Your latest gift may have changed the course of our lives. Thanks to you, and thanks to graphic novelist Victoria Jamieson, we spent last Saturday evening watching the Brooklyn Bombshells battle the Bronx Gridlock, rooting for Hela Skelter, Sexy Slaydie, and Squid Vicious.
We're on our way to getting deeply hooked by roller derby, and here I'm holding up the reason why:
Roller Girl, Jamieson's first graphic novel, is the newest addition to our Must Have Graphic Novel shelf, which also houses Bone, Zita the Spacegirl, The Olympians, Sisters, and Smile.
The heroine here is 12-year-old Astrid, in Portland, OR, the summer before junior high school. Astrid falls in love with roller derby after her mom takes her and her best friend Nicole to a game. Though she can't skate, she signs up for junior derby camp over the summer, assuming that Nicole will sign up with her. When Nicole chooses dance camp with a friend Astrid hates, Astrid finds herself going it alone -- working hard to become a decent skater, pushing herself intensely, and working through all of the complex friend-breakup feelings that so often come with junior high.

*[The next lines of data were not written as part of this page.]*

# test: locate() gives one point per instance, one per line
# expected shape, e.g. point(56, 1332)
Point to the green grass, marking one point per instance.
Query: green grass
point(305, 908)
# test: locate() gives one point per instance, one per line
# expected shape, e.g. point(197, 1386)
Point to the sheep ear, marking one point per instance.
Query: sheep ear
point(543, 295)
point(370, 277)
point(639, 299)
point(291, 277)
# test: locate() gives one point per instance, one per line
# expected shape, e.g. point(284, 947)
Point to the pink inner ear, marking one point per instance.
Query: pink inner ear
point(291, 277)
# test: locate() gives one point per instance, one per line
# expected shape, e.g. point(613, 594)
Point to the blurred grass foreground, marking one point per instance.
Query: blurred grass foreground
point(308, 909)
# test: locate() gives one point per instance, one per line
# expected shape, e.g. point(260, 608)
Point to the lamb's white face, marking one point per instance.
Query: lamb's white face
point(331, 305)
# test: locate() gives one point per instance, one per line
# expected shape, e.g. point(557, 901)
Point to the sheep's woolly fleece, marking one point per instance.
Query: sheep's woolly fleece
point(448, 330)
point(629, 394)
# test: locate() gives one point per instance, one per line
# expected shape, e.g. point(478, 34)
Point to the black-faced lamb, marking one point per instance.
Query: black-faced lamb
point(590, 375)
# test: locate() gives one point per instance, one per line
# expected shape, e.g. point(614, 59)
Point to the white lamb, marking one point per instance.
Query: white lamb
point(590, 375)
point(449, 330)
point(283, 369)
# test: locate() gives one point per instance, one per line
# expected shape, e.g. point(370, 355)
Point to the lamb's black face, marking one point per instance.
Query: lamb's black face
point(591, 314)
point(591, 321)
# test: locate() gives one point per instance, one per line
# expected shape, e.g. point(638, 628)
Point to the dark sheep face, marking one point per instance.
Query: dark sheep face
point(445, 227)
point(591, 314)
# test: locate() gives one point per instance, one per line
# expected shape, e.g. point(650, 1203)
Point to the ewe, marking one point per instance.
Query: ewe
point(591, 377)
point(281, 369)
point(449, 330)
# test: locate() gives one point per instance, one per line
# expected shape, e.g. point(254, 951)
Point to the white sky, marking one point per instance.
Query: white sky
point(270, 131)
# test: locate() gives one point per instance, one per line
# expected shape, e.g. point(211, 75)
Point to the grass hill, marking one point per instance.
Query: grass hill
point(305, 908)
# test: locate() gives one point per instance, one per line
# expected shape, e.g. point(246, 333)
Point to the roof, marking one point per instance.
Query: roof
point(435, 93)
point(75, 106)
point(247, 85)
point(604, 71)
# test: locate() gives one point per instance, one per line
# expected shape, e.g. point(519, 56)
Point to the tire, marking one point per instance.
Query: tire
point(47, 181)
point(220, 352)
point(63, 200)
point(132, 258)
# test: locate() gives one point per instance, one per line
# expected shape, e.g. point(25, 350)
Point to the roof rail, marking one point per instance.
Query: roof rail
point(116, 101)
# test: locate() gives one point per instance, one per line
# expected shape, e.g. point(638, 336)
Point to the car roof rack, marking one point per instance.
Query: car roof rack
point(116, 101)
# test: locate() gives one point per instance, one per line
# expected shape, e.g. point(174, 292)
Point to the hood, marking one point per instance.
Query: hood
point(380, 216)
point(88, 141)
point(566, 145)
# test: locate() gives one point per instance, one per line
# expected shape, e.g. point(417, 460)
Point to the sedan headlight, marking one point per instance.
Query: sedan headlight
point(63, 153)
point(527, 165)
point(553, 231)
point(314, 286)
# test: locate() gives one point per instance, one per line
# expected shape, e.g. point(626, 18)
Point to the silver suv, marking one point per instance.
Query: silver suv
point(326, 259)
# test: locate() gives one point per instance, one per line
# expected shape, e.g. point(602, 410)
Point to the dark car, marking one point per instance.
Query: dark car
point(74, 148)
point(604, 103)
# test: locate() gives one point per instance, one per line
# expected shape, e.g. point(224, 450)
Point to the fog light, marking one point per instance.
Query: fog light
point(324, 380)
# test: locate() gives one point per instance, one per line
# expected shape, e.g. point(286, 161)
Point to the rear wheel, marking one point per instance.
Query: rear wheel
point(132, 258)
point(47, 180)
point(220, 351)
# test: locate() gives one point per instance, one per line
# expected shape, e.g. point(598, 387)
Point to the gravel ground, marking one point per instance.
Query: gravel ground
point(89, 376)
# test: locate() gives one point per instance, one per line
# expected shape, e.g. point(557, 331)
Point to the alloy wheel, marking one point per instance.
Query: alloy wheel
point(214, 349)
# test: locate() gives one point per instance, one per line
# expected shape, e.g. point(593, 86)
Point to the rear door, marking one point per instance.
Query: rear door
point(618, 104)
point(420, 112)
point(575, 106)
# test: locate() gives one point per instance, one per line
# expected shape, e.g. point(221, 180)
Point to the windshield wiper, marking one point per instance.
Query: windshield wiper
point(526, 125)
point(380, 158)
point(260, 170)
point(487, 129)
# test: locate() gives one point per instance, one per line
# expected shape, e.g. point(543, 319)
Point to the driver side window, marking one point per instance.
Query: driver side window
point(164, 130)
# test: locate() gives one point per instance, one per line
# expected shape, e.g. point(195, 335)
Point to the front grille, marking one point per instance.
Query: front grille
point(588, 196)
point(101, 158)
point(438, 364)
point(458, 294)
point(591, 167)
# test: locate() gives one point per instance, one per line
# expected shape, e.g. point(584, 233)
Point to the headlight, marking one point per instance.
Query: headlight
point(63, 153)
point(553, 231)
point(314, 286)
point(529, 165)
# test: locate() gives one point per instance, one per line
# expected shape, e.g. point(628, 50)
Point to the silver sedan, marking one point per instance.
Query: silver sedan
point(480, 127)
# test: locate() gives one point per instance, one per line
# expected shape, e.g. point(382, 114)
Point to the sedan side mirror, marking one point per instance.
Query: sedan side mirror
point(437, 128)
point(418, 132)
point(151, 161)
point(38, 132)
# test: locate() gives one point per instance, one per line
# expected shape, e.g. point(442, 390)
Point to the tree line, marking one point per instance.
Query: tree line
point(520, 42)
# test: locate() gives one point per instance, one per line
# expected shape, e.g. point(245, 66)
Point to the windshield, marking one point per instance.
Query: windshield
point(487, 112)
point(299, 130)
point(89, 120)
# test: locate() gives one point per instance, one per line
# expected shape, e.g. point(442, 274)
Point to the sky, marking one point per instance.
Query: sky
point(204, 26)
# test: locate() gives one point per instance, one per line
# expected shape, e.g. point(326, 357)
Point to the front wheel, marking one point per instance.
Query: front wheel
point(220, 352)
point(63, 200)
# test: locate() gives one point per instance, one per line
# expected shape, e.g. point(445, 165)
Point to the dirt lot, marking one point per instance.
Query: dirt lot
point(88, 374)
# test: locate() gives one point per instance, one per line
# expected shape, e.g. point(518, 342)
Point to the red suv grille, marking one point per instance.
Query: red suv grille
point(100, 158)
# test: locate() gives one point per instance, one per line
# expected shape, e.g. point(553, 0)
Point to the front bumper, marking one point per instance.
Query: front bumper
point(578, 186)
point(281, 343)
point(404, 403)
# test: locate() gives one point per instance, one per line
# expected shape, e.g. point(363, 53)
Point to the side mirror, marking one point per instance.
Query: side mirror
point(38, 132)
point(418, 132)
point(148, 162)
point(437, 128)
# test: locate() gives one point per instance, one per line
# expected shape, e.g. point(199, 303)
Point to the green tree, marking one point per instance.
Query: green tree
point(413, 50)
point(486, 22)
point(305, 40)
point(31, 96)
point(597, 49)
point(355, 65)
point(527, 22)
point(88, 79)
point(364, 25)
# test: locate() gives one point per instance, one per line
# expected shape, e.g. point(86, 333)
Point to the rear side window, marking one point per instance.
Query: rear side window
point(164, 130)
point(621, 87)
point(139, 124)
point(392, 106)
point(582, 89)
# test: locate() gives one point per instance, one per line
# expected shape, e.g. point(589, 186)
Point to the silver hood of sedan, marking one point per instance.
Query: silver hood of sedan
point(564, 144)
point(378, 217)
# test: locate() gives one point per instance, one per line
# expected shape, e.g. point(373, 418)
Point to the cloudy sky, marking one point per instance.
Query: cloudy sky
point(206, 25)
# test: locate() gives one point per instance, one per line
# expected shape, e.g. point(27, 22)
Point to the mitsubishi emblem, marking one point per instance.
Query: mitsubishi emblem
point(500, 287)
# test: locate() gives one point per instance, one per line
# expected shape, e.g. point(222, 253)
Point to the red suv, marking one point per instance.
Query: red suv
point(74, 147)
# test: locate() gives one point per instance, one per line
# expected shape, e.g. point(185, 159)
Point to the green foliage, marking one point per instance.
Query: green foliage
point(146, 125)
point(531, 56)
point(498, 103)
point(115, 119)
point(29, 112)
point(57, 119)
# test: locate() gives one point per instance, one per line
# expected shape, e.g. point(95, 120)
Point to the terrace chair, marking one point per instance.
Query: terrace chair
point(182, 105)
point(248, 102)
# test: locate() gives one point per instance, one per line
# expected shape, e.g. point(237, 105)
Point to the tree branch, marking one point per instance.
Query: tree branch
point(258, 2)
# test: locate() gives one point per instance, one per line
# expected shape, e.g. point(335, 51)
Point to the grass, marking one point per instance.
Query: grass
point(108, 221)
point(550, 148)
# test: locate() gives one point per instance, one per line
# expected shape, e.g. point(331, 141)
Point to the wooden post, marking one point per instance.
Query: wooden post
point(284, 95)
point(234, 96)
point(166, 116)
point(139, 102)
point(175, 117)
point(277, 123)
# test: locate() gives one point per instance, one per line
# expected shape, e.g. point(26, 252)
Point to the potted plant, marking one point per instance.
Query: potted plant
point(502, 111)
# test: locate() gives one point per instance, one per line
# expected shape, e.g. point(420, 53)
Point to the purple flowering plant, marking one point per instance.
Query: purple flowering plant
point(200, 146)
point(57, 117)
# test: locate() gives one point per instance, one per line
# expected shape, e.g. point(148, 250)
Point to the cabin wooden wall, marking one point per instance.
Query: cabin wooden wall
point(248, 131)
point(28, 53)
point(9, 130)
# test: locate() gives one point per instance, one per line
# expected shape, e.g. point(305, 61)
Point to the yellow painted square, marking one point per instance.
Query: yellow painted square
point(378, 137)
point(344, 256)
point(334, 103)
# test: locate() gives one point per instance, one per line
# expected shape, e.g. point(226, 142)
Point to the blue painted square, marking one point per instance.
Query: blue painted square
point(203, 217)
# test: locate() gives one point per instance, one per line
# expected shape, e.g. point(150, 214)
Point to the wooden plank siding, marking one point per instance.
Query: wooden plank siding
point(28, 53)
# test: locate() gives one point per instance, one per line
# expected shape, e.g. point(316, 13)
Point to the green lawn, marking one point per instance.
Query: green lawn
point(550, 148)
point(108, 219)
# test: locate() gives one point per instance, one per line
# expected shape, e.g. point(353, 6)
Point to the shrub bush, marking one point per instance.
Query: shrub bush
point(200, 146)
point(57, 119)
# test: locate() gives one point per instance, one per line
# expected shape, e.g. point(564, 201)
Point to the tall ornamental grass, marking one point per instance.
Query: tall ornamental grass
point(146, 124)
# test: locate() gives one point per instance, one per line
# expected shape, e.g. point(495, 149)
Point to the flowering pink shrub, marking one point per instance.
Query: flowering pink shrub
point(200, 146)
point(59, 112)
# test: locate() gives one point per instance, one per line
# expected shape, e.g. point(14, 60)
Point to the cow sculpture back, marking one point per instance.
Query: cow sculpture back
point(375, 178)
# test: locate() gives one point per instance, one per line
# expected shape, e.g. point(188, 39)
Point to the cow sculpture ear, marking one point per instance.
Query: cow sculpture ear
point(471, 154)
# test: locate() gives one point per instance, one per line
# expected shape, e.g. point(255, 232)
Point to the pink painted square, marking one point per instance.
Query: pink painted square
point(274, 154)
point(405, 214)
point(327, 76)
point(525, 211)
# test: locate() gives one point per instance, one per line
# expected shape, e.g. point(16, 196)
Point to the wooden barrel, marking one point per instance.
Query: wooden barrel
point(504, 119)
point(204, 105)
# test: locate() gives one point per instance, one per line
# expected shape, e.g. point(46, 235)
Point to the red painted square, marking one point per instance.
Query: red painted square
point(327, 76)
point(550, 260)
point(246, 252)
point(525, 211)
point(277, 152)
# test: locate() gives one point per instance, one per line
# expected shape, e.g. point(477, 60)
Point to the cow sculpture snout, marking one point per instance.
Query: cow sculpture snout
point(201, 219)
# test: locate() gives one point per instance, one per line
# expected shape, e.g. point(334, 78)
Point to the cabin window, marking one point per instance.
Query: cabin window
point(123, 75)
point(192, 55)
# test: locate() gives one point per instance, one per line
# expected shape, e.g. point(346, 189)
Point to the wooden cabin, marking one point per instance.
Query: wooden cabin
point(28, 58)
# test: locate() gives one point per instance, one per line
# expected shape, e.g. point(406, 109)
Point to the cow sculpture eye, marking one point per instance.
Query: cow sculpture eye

Before reading the book, I had only the dimmest notion of what roller derby was. Jamieson -- a derby player herself; she skates for the Rose City Rollers under the name Winnie the Pow -- explains the basic rules clearly at the outset, and weaves in more information throughout the storyline.
When we got to the game last Saturday, both Eleanor and Isabel were immediately able to identify not only blockers and jammers, but several moves by name: "Look, pivot turns!" The technical detail, presented smoothly as part of the story, is one of the book's big pluses.
Astrid's sports success narrative is another. While her story follows the basic plotline we've all seen before in movies and books (start out a newbie, train hard, weather disappointment, keep training, play in a big exciting game at the end), what I loved here is that Astrid is initially really bad at skating, and that she toughs it out. Her stubbornness and at some points real burning anger are part of what give her the strength to get good, and when she gets good, she's still, realistically, not all that good. She feels like a real 12-year-old, all the way through.
And more things to love: Astrid is the only child of a single mom who regularly takes her and Nicole out for Evenings of Cultural Enlightenment (roller derby is one). The single mom status isn't the story -- there's no mention of Astrid's father, and she and her mom are just presented as a family without further comment.
Perhaps most of all, there are the warmth and humor that go hand in hand with the celebration of female toughness. Derby names are an art form, punning and tongue in cheek. In the book, Astrid's idol is named Rainbow Bite, and her coaches are Heidi Go Seek and Napoleon Blownapart. At the game we went to on Saturday, one of the players called herself Davy Blockit, and did her first laps around the track with a coonskin cap before putting on her helmet for the game. Of course, the kids came up with their own names after reading the book: Eleanor chose Conan the Librarian, Isabel went with Twisted Sister, and Ian with Freakachu.
There are lots of tattoos in roller derby, much dyed hair (hair dyeing plays a big part in Astrid's plot, too), and a general sense of campy fun. And there is deep heart. Roller derby in its current incarnation has deep ties in the LGBT community; on Saturday, derby players all over the country wore warmup jerseys reading "Do It for 57," a reference to the suicide of a 15-year-old transexual derby player who killed himself because of bullying.
Both Eleanor and Isabel finished reading the book and immediately declared that they wanted to join junior derby. Gotham Girls, the New York derby league, has a junior derby team, and they take girls as young as 8. After watching the junior derby play at halftime on Saturday (my favorite names there: Little Orphan Slammie and Smacklemore), we're starting to do the research to sign Eleanor up. If it works out, I'd be proud to be a derby mom.